Each has a different rate of change and different maintainers. Keeping them separate means a vLLM upgrade doesn't break the kernels, and a kernel optimization doesn't require re-testing the serving engine. Thin forwarding shims (shims/) let the forks import from turbokv without code duplication.
Why a fused decode kernel?
Decode is memory-bound — the GPU mostly waits for data, not computes. Decompressing to a buffer first means 3x the memory traffic (read compressed, write decompressed, read again for attention). The fused kernel reads compressed data once and computes in-place. With TQ4, it reads 4x less data than bf16. Result: 2x faster decode.

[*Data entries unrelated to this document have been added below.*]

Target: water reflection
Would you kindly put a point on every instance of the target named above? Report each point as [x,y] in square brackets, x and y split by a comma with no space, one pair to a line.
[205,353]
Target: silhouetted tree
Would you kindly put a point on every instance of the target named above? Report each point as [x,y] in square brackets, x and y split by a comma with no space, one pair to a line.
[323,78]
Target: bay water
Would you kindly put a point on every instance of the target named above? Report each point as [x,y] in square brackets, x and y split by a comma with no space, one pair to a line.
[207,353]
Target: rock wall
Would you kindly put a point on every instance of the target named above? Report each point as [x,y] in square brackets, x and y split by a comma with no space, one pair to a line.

Why NOT a fused prefill kernel?
Prefill is compute-bound — the GPU is busy doing matrix multiplication on tensor cores, not waiting for memory. Reading 4x less data doesn't help when compute is the bottleneck. We tested a standalone tensor-core prefill kernel and it was 3-10x slower than FlashInfer at realistic lengths. Instead, we plug TQ decompression into FlashInfer's prefill as a custom data loader — FlashInfer handles tiling and pipelining, we just provide decompressed values.
Why are the codebooks Gaussian?
The fast Hadamard transform makes post-rotation KV values converge to a Gaussian distribution (central limit theorem). We verified this empirically — on Qwen3.5, the excess kurtosis is -0.07 (nearly perfect Gaussian). Lloyd's algorithm on Gaussian data gives fixed optimal centroids, so no per-model calibration is needed. The calibration infrastructure exists for models that might deviate, but Qwen3.5 doesn't need it.
Performance
On RTX 5090 (24GB) with Qwen3.5-0.8B, TQ4:
| Metric | Value |
|---|---|
| Decode throughput | 385 tok/s (CUDAGraph) |
| Decode bandwidth | 771 GB/s (43% of peak) |
| Prefill throughput | 15K+ tok/s (FlashInfer inline dequant) |
| KV cache compression | 4x (TQ4) to 8x (TQ2) |
| Max context tested | 250K tokens (needle-in-haystack passing) |
| Quality (TQ4) | cosine similarity > 0.999 vs bf16 |
Quick Start
pip install -e .
from turbokv import TurboKVCodec
codec = TurboKVCodec(head_dim=128, bit_width=4, device="cuda")
# Compress
k_packed, k_norms = codec.compress_k(key_vectors) # bf16 -> 4-bit packed
v_packed, v_norms = codec.compress_v(value_vectors)
# Decompress
k_recon = codec.decompress_k(k_packed, k_norms) # 4-bit packed -> bf16
For serving with vLLM, see the vllm-fork README.
Project Structure
turbokv/
codec.py # TurboKVCodec API
core.py # Codebook, rotation, bit packing primitives
calibrate_online.py # Lloyd's per-layer optimization
calibrate_static.py # Scale/shift calibration
page_metadata.py # CUDAGraph-safe page metadata (CUDA + Triton)
kernels/
triton_kernels.py # Triton compress/decompress (2-8 bit)
cuda/
include/turbokv/ # Header-only C++ library
standalone_kernels/ # Fused decode kernels (warpspec, wmma)
shims/
flashinfer/ # Forwarding headers for flashinfer-fork
vllm/ # Forwarding imports for vllm-fork
scripts/
calibrate_model.py # Generate per-layer calibration from model weights
gen_codebooks.py # Pre-compute codebook tables
tests/
test_codec.py # Roundtrip, rotation orthogonality
test_kernels.py # CUDA + Triton kernel correctness
Supported Configurations
| Bit Width | Centroids | Compression | Use Case |
|---|---|---|---|
| TQ2 | 4 | 8x | Maximum compression, slight quality trade-off |
| TQ3 | 8 | 5.3x | Balanced |
| TQ4 | 16 | 4x | Recommended default, negligible quality loss |
Supported head dimensions: 64, 128, 256, 512 (zero-padded to next power of 2 for WHT).